Bir çiçeğin sunduğu güzellik ve görkem! Naifler bunu hafife alır ve o narin yaprakların renklerinin derinliğini algılayabilecek kadar hassas değillerdir.
Çiçek, kısa bir süreliğine açar ve ardından taç yaprakları herhangi bir hayranlık ya da sevgi dokunuşu görmeden toza dönüşüverir. Bilir misiniz, sevgisizlikten ağlarlar. Bu yüzden çekingendirler ve sessiz, yalnız gecelerde fark ettirmeden çiçeklerini dökerler.
Bir çiçek, sadece bir kez açan ve sonsuza kadar kaybolan canlı bir güzelliktir.
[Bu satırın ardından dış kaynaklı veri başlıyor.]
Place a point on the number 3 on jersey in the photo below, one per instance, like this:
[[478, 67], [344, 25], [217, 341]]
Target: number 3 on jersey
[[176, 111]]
Beyhude yere fısıldar - çünkü zalim insanın sağır kulaklarının bu acıyı duymaya gücü yoktur. Toprak, onun güzelliğini özümseyip kendi gri çirkin rengine karıştırmadan önce; çiçek taç yapraklarını Sevgilisine sunmak için bekler.
Anneliği bilen ama kayıtsız şartsız veren bu kutsal çiçekle iletişim kurmak için bu kadar yoğun bir hassasiyet duygusu kimde vardır?
Bir gün rahip, sunağında kullanmak üzere bir çiçeğin sapını kopardı. Çiçeği taşırken tökezledi ve çiçek “Ey rahip, yaralandın mı?” diye sordu. Çiçeğin fısıldayan sesini duyan rahip ağlamaya başladı. Sanki kendi yavrusunun boynunu bükerek onu sunağın üzerindeki dilsiz, cansız heykele sunacakmış gibi hissetti. Ne zaman biri sunağa gitse heykel ne konuşur ne de hareket ederdi. Annesinden koparılıp atıl, dilsiz bir tanrıya sunulan doğanın narin bebeği için bu tapınmanın ne yararı var ki? Çiçeğin ağlayan sesinden etkilenen rahip tapınmayı bıraktı ve o günden itibaren formsuz ve sınırsız sonsuzluğu düşünerek tek başına yaşadı.
İnsanoğlunun ne saflığı ne samimiyeti ne de geçerliliği olan garip ve uğursuz ibadet etme yöntemleri vardır.